Türkiye’de son yıllarda gündemden düşmeyen konulardan bir tanesi kadına yönelik şiddet oldu. Eşinden veya ailesinden şiddet gören kadınların kişisel hikayelerine gazete ve televizyonlarda sıklıkla rastlanırken, bu şiddetin ekonomiden götürüsünün ne derece olduğuna dair kapsamlı bir çalışma yapılmadı.

Kopenhag’da bulunan Copenhagen Consensus Center fiziksel şiddetin ekonomiye olan zararı üzerine yazdığı raporla bu alanda yeni bir çalışmaya imza atarken, kuruluşun direktörü Bjorn Lomborg yaptıkları kaba hesaplara göre Türkiye’de kadına yönelik şiddetin maliyetinin geçtiğimiz yıl 61 milyar dolara ulaşmış olabileceğini belirtti.

Lomborg, fiziksel şiddetin ekonomiden ne kadar götürüye sebep olduğu, dünya genelinde ne kadar kadının şiddet gördüğüne dair verileri ve ekonomik gelişmişlikle kadına yönelik şiddet arasındaki ilişki konusunda yaptıkları çalışmaları anlattı.

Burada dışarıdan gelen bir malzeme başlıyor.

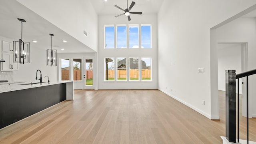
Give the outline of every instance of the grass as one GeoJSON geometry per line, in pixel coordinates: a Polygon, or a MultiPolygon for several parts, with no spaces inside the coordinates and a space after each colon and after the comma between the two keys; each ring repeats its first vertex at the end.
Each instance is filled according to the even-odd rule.
{"type": "Polygon", "coordinates": [[[89,79],[86,80],[86,85],[92,85],[92,78],[90,78],[89,79]]]}
{"type": "MultiPolygon", "coordinates": [[[[118,78],[117,79],[118,80],[126,80],[126,78],[118,78]]],[[[109,81],[114,81],[114,78],[108,78],[108,80],[109,81]]],[[[138,78],[130,78],[130,80],[138,80],[138,78]]],[[[151,80],[151,78],[142,78],[142,80],[151,80]]]]}

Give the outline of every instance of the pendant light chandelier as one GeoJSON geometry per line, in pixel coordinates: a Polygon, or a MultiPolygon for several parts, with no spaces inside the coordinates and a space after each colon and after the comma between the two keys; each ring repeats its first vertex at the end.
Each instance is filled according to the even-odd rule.
{"type": "Polygon", "coordinates": [[[51,36],[51,49],[47,50],[46,51],[47,56],[47,66],[57,66],[57,50],[52,49],[52,36],[53,34],[49,34],[51,36]]]}
{"type": "Polygon", "coordinates": [[[26,22],[24,19],[18,18],[21,22],[21,39],[19,41],[13,41],[14,62],[21,64],[30,63],[30,44],[22,40],[22,22],[26,22]]]}

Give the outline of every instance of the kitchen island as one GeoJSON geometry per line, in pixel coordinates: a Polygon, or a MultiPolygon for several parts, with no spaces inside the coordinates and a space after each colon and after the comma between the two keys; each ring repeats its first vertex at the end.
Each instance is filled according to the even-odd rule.
{"type": "Polygon", "coordinates": [[[65,100],[73,99],[73,81],[0,85],[0,129],[65,100]]]}

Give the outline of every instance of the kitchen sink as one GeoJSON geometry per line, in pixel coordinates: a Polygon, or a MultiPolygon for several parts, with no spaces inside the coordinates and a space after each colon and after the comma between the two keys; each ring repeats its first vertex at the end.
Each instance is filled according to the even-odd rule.
{"type": "MultiPolygon", "coordinates": [[[[42,83],[47,83],[48,82],[42,82],[42,83]]],[[[29,85],[29,84],[40,84],[40,82],[34,82],[34,83],[32,83],[31,84],[31,83],[27,83],[27,84],[20,84],[20,85],[29,85]]]]}

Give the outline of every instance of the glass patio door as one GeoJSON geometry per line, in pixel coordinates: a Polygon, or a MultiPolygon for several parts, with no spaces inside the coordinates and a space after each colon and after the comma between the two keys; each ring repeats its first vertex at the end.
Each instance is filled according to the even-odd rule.
{"type": "Polygon", "coordinates": [[[85,57],[84,74],[84,89],[94,89],[93,74],[93,58],[85,57]]]}

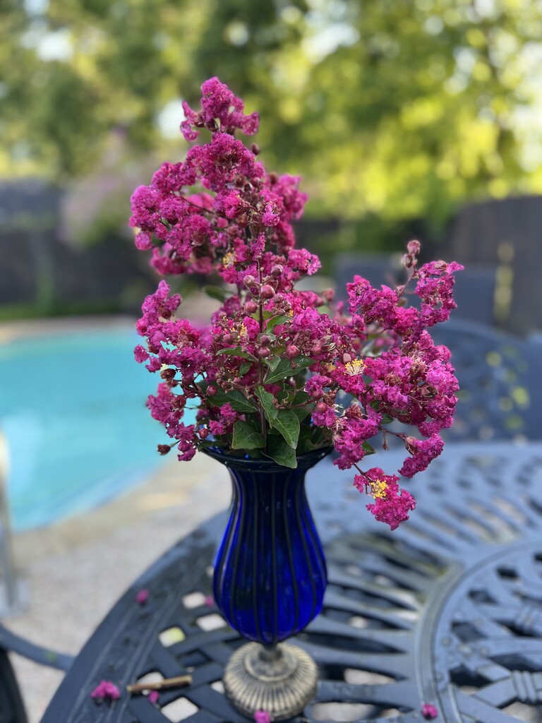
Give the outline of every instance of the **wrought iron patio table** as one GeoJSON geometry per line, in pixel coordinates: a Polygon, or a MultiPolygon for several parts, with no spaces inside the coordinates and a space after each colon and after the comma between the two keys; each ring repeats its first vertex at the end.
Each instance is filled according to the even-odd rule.
{"type": "MultiPolygon", "coordinates": [[[[394,451],[374,458],[387,471],[400,464],[394,451]]],[[[431,703],[447,723],[542,721],[542,443],[450,442],[409,487],[417,509],[393,533],[363,509],[351,479],[329,461],[308,476],[330,585],[322,615],[296,639],[320,670],[297,720],[421,723],[431,703]]],[[[205,600],[225,522],[199,527],[135,582],[42,723],[245,719],[220,683],[241,641],[205,600]],[[126,692],[151,672],[192,683],[157,704],[126,692]],[[91,699],[102,679],[119,685],[120,700],[91,699]]]]}

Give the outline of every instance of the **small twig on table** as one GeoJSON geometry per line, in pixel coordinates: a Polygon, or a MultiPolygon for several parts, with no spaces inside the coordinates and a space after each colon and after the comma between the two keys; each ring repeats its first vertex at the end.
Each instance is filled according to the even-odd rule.
{"type": "Polygon", "coordinates": [[[178,675],[174,678],[164,678],[155,683],[134,683],[126,685],[129,693],[142,693],[144,690],[163,690],[165,688],[182,688],[192,682],[192,675],[178,675]]]}

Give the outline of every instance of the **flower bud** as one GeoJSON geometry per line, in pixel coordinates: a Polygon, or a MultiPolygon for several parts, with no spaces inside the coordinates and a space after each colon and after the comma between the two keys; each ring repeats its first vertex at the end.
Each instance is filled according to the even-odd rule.
{"type": "Polygon", "coordinates": [[[409,241],[407,244],[407,251],[411,256],[417,256],[420,252],[421,248],[421,244],[419,241],[416,241],[416,239],[409,241]]]}
{"type": "Polygon", "coordinates": [[[295,344],[290,344],[289,346],[286,347],[284,356],[286,359],[295,359],[296,356],[299,356],[299,349],[295,344]]]}

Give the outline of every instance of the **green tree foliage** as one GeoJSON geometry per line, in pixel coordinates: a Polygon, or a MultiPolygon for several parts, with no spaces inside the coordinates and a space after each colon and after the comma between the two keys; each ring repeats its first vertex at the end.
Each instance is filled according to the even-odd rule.
{"type": "Polygon", "coordinates": [[[162,150],[160,111],[217,74],[313,216],[542,191],[540,0],[7,0],[0,33],[4,175],[85,173],[118,126],[162,150]]]}

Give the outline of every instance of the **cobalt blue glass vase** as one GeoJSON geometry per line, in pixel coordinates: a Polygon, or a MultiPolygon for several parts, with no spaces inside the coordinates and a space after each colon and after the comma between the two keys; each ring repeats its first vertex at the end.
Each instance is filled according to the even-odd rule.
{"type": "Polygon", "coordinates": [[[275,720],[301,712],[316,692],[317,671],[301,649],[279,644],[322,609],[325,558],[305,494],[305,474],[326,456],[298,457],[296,469],[272,460],[207,454],[228,468],[230,518],[217,555],[216,603],[232,628],[253,641],[233,654],[223,682],[238,710],[265,710],[275,720]]]}

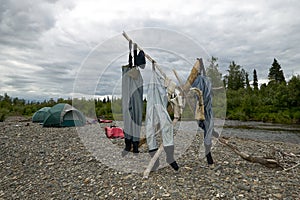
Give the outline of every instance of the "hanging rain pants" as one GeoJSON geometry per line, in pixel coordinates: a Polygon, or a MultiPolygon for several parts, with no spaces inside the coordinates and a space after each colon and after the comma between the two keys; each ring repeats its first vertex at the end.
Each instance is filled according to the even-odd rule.
{"type": "Polygon", "coordinates": [[[143,115],[143,78],[137,68],[122,67],[122,113],[125,138],[139,141],[143,115]]]}
{"type": "Polygon", "coordinates": [[[147,91],[146,137],[149,151],[157,149],[157,133],[162,134],[164,147],[173,146],[173,125],[167,112],[167,91],[164,80],[152,70],[147,91]]]}

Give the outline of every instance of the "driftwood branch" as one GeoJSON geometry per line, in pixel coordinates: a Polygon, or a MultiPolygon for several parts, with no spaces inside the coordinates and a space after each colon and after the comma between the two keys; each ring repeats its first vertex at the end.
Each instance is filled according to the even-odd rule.
{"type": "Polygon", "coordinates": [[[239,151],[237,147],[233,146],[232,144],[229,144],[228,141],[226,141],[223,138],[219,138],[218,140],[221,144],[229,147],[234,153],[239,155],[244,160],[247,160],[247,161],[252,162],[252,163],[259,163],[259,164],[264,165],[264,166],[269,167],[269,168],[281,168],[281,169],[283,169],[283,167],[275,159],[265,158],[265,157],[262,157],[262,156],[251,156],[251,155],[248,155],[244,152],[239,151]]]}
{"type": "Polygon", "coordinates": [[[297,163],[296,165],[294,165],[294,166],[292,166],[292,167],[286,168],[286,169],[284,169],[284,170],[282,170],[282,171],[278,171],[278,172],[286,172],[286,171],[289,171],[289,170],[291,170],[291,169],[294,169],[294,168],[298,167],[299,165],[300,165],[300,163],[297,163]]]}

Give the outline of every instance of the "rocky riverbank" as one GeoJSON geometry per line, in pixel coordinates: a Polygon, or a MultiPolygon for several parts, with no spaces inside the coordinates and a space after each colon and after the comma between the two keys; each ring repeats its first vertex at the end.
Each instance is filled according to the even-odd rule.
{"type": "Polygon", "coordinates": [[[287,170],[250,163],[221,144],[209,169],[197,137],[177,160],[178,172],[167,166],[143,179],[96,159],[76,128],[1,122],[0,199],[300,199],[299,144],[230,137],[240,151],[275,157],[287,170]]]}

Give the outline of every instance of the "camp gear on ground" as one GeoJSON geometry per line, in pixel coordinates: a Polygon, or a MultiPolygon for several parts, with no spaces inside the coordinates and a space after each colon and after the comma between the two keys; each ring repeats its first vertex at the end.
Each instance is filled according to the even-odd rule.
{"type": "Polygon", "coordinates": [[[143,114],[143,78],[137,69],[133,79],[128,66],[122,67],[122,112],[124,135],[127,139],[139,141],[143,114]]]}
{"type": "Polygon", "coordinates": [[[146,108],[146,138],[149,150],[157,149],[156,132],[161,132],[164,146],[174,145],[173,125],[167,112],[167,103],[164,80],[152,70],[146,108]]]}
{"type": "Polygon", "coordinates": [[[113,121],[110,119],[98,119],[99,123],[112,123],[113,121]]]}
{"type": "Polygon", "coordinates": [[[66,103],[59,103],[51,107],[43,122],[44,127],[84,126],[86,118],[76,108],[66,103]]]}
{"type": "Polygon", "coordinates": [[[106,126],[105,128],[105,135],[108,138],[124,138],[123,129],[116,126],[106,126]]]}
{"type": "Polygon", "coordinates": [[[131,139],[125,138],[124,141],[125,141],[125,148],[122,151],[122,157],[126,156],[130,152],[131,145],[132,145],[132,140],[131,139]]]}
{"type": "Polygon", "coordinates": [[[32,122],[43,123],[50,109],[51,107],[43,107],[36,111],[32,116],[32,122]]]}

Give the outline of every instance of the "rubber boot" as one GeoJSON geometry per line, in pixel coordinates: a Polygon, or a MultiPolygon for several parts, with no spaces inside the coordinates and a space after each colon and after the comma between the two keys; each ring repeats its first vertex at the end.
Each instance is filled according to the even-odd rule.
{"type": "Polygon", "coordinates": [[[169,165],[171,165],[171,167],[175,170],[178,171],[179,166],[177,164],[177,162],[174,159],[174,146],[165,146],[164,150],[166,152],[166,161],[169,165]]]}
{"type": "Polygon", "coordinates": [[[132,142],[133,153],[139,153],[139,141],[132,142]]]}
{"type": "MultiPolygon", "coordinates": [[[[153,158],[153,156],[156,154],[156,152],[157,152],[157,148],[156,149],[152,149],[152,150],[149,151],[149,154],[150,154],[151,158],[153,158]]],[[[158,167],[159,167],[159,157],[155,161],[155,163],[154,163],[151,171],[156,171],[158,169],[158,167]]]]}
{"type": "Polygon", "coordinates": [[[126,156],[131,150],[132,140],[125,138],[125,148],[122,151],[122,157],[126,156]]]}

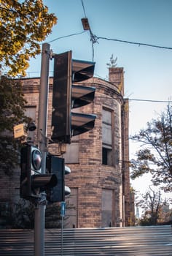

Aile içi şiddet veya cinayet gibi şiddet şekillerinin ekonomiye olan maliyetlerinin boyutları nelerdir? Bunu yalnızca dünya ekonomisine bakarak mı anlayabiliriz yoksa spesifik olarak ekonomileri de ele alabilir miyiz?
İzin verirseniz bir adım daha geriye giderek başlayayım. Bizim üzerinde yoğunlaştığımız vergi kaçakçılığı, beslenme yetersizliği ve negatif etkileri olan birçok farklı konu. Kadına yönelik şiddet bu konulardan bir tanesi fakat dünyada olup bitenler arasında nelerin aslında çok büyük etki yarattığını anlamak adına çok büyük önem taşıyan bir gösterge. Mesela şiddetin yarattığı etkileri ölçmek isteyenler genelde Irakta’ki gibi, Suriye’deki gibi, Kongo’daki gibi iç savaşlara bakıyorlar. Yapılan hesaplamalara göre bu iç savaşların maliyeti her yıl 170 milyar doları buluyor. Bu genelde ekonomik büyüme kaybını yansıtan bir maliyettir çünkü bu ekonomilerin çoğunluğu uzun bir süreliğine çöküyor.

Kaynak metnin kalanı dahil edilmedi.